The plants are apparantly to hot to dismantle.

Wish I’d made a tracing of one of them.

I vaguely remember them kicking around ideas similar to monoliths and pictograms - ideas of putting up huge stone spikes, or slabs with grimacing faces, to give the idea that this place was bad or menacing in some way (which it is, in effect). They were working on the assumption that English and all other current languages would be so mutated by then as to be unrecognizable, and so even storing information (i.e. ‘indestructable’ books) warning about the site in all libraries of the world would be futile.
Of course, threatening and menacing designs by civilations in previous eras have done a great job of keeping our era’s archeologists, tourists, and grave-robbers away from their tombs and temples.

Additional note: A book was written on this (the whole long-range warning concept, not just the monoliths), from one of the member of the 1991 panel which discussed this very topic:
Deep Time by Gregory Benford
Bard, February 1999.
Hardcover, 225 pages.
ISBN: 0380975378.

This topic oddly reminds me of one of the movies from that interminable Planet of the Apes series – was it Son of Planet of the Apes? Or Bride of Planet of the Apes? Deep underground in vast caverns there’s a church that worships a nuclear missile. It’s done up as a broad parody of the Catholic Church. They wear robes, play the organ, etc. Then they pull off their masks and they’re all horribly deformed from radioactive burns.

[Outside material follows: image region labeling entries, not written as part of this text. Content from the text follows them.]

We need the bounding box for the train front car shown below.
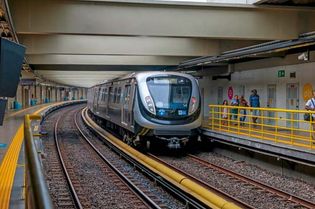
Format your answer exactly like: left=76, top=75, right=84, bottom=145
left=134, top=72, right=202, bottom=148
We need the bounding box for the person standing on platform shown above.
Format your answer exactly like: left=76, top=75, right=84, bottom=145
left=305, top=90, right=315, bottom=144
left=231, top=95, right=240, bottom=121
left=249, top=89, right=260, bottom=123
left=222, top=99, right=229, bottom=126
left=240, top=95, right=248, bottom=126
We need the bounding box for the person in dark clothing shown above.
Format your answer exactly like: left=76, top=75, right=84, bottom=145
left=231, top=95, right=240, bottom=121
left=240, top=96, right=248, bottom=126
left=249, top=89, right=260, bottom=123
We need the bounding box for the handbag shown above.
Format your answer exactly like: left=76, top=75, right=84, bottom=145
left=304, top=98, right=315, bottom=121
left=304, top=113, right=311, bottom=121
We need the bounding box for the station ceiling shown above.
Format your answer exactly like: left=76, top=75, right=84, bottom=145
left=9, top=0, right=315, bottom=87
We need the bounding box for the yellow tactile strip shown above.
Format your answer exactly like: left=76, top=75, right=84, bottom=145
left=0, top=102, right=62, bottom=209
left=0, top=124, right=24, bottom=209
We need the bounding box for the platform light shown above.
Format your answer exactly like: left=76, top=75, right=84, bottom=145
left=144, top=96, right=155, bottom=114
left=298, top=51, right=309, bottom=61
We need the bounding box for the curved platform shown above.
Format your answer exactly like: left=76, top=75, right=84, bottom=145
left=0, top=102, right=71, bottom=209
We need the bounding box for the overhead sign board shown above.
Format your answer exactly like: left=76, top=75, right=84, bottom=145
left=0, top=38, right=25, bottom=97
left=278, top=70, right=285, bottom=78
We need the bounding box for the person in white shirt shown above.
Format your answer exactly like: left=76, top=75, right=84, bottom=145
left=305, top=90, right=315, bottom=144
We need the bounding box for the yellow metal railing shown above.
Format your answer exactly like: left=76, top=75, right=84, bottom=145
left=24, top=114, right=54, bottom=209
left=205, top=105, right=315, bottom=149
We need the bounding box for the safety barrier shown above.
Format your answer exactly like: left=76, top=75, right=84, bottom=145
left=205, top=105, right=315, bottom=149
left=24, top=100, right=86, bottom=209
left=24, top=115, right=54, bottom=209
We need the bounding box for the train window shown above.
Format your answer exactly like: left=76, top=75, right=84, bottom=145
left=109, top=87, right=114, bottom=103
left=124, top=85, right=131, bottom=104
left=112, top=88, right=117, bottom=103
left=116, top=87, right=121, bottom=104
left=102, top=88, right=105, bottom=101
left=147, top=76, right=192, bottom=118
left=104, top=88, right=108, bottom=102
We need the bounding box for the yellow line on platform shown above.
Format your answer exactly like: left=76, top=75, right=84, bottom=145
left=0, top=124, right=24, bottom=209
left=0, top=103, right=60, bottom=209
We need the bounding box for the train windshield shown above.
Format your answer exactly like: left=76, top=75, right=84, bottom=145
left=147, top=76, right=192, bottom=119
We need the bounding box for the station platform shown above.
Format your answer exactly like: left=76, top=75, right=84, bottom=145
left=0, top=103, right=64, bottom=209
left=201, top=110, right=315, bottom=167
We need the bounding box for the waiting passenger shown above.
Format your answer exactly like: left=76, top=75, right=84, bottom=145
left=305, top=90, right=315, bottom=144
left=221, top=99, right=229, bottom=125
left=231, top=95, right=240, bottom=120
left=240, top=95, right=248, bottom=126
left=249, top=89, right=260, bottom=123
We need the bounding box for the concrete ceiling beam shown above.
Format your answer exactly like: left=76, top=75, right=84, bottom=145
left=26, top=55, right=191, bottom=66
left=10, top=0, right=315, bottom=40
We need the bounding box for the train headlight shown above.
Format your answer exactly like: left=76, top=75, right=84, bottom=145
left=145, top=96, right=155, bottom=114
left=189, top=97, right=197, bottom=113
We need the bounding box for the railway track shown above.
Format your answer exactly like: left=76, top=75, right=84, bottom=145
left=54, top=106, right=161, bottom=209
left=188, top=154, right=315, bottom=209
left=149, top=154, right=315, bottom=209
left=43, top=106, right=207, bottom=209
left=148, top=153, right=255, bottom=209
left=78, top=108, right=212, bottom=208
left=42, top=108, right=82, bottom=209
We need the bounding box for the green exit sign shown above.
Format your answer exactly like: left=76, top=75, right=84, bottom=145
left=278, top=70, right=285, bottom=78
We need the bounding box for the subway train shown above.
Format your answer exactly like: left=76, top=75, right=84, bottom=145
left=87, top=72, right=202, bottom=149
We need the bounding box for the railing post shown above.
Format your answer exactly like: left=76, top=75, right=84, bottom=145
left=227, top=107, right=233, bottom=131
left=24, top=115, right=54, bottom=209
left=211, top=107, right=214, bottom=130
left=275, top=112, right=279, bottom=142
left=307, top=113, right=314, bottom=148
left=290, top=112, right=294, bottom=145
left=236, top=107, right=241, bottom=134
left=219, top=106, right=223, bottom=131
left=259, top=110, right=265, bottom=138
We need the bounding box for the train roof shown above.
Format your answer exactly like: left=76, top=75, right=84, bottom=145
left=91, top=71, right=192, bottom=88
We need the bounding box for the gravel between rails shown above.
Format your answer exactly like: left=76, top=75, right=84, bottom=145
left=197, top=153, right=315, bottom=202
left=41, top=107, right=82, bottom=209
left=43, top=106, right=147, bottom=208
left=42, top=105, right=185, bottom=209
left=159, top=153, right=310, bottom=209
left=77, top=110, right=186, bottom=209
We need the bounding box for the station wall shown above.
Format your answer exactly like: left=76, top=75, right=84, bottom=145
left=199, top=62, right=315, bottom=116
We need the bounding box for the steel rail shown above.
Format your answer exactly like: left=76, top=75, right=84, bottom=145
left=74, top=111, right=161, bottom=209
left=54, top=115, right=83, bottom=209
left=148, top=153, right=256, bottom=209
left=81, top=110, right=208, bottom=209
left=188, top=154, right=315, bottom=209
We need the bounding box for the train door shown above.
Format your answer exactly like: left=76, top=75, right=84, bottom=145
left=217, top=86, right=223, bottom=105
left=93, top=87, right=100, bottom=112
left=238, top=85, right=245, bottom=98
left=105, top=86, right=114, bottom=117
left=267, top=84, right=276, bottom=125
left=22, top=86, right=29, bottom=108
left=287, top=83, right=299, bottom=128
left=121, top=84, right=131, bottom=126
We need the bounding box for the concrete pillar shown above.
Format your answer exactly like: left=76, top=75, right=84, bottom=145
left=35, top=85, right=42, bottom=104
left=53, top=87, right=58, bottom=102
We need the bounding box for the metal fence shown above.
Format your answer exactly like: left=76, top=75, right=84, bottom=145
left=205, top=105, right=315, bottom=149
left=24, top=115, right=54, bottom=209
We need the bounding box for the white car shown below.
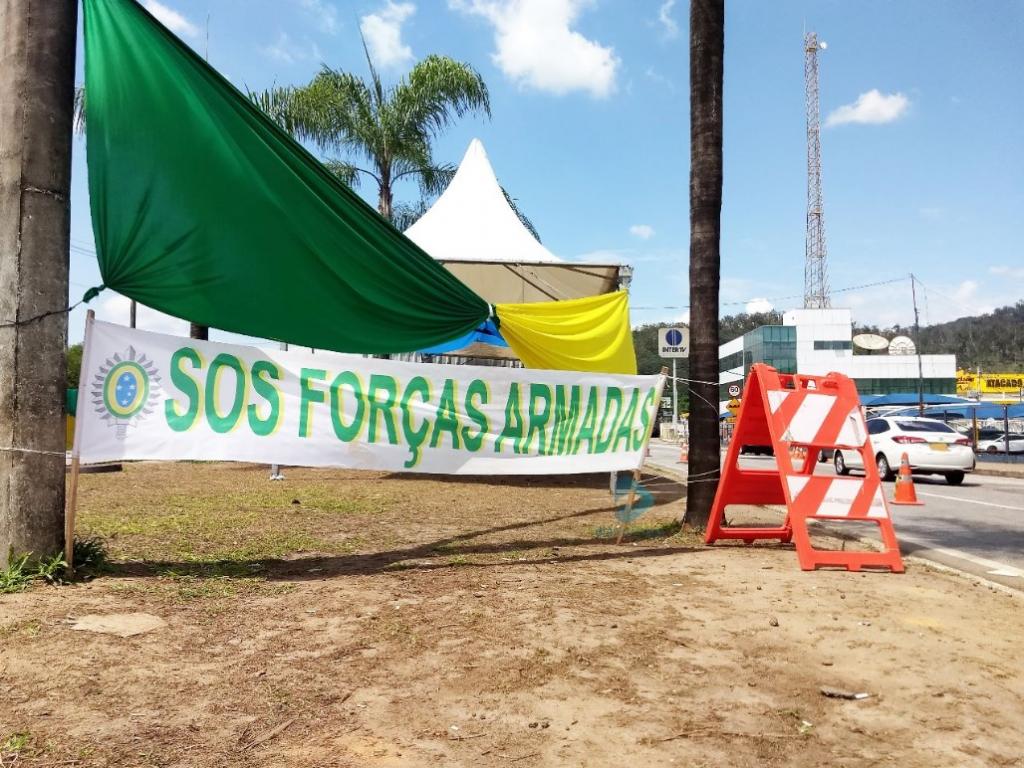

You have all spoken of things that must not be discussed, and done so in a public forum. Og, of the Line of Enforcers, will be tracking you down and placing you in the Room with the Metal that Destroys so that none may question the Holy Practices of we, the Guardians of the Waste.

I’m also reminded of A Canticle for Leibowitz.

Isn’t this assuming that civilization will regress rather than progress?

Somehow I’m thinking for the next 40,000 years, folks are going to be well aware of the dangers of radioactvity and they will likely have airborn sensors circling the planet that will remind them of the dangers stored there with every orbit.

Of course hopefully by they we will have found a use for the stuff and it won’t be stored there anyway and the future equivalent of radioactive Superfund will have cleaned up the site.

-Doug

dublos, civilization won’t have to regress for our distant descendants to forget where exactly we stashed all that crap. Orbital geiger counters sound like a great idea anyway, but imagine this: Rome was the pinnacle of European civilization for thousands of years. Its decline and fall left a vacuum other powers tried to fill, with varying levels of success (Charlemagne and the Holy Roman Empire, for example), and each of those different civilizations altered the landscape, both physically and socially. Latin died, and a plethora of Romance language took its place, supplemented with the tongues of those uppity barbarians to the north (:D). The old Hippodrome and the Imperial Palaces fell into ruin. But civilization as a whole eventually progressed beyond the Roman Age, leading to the Industrial Revolution and beyond. But in the interim, we forgot something of Rome, and we lost what we once had. Like Greek fire, ferexample. Hell, we thought the Trojan War was pure fiction until we began to see physical evidence of it! So, have we regressed since the days of Imperial Rome and Classical Greece? Not by a long shot. Have we forgotten some of what those civilizations knew? Yep.

The project we’re talking about here is a hedge against a catastrophic collapse of our civilization. Even if humanity ends up ahead in the long run, things get forgotten and history gets compressed in hindsight. So don’t think in terms of progression or regression. Backtracking is a perfectly valid way to get ahead. We just need to protect against forgetfulness.

It’s also reminiscent of the Temple of the Servants of the Mushroom Cloud in the post-apocalyptic RPG Wasteland.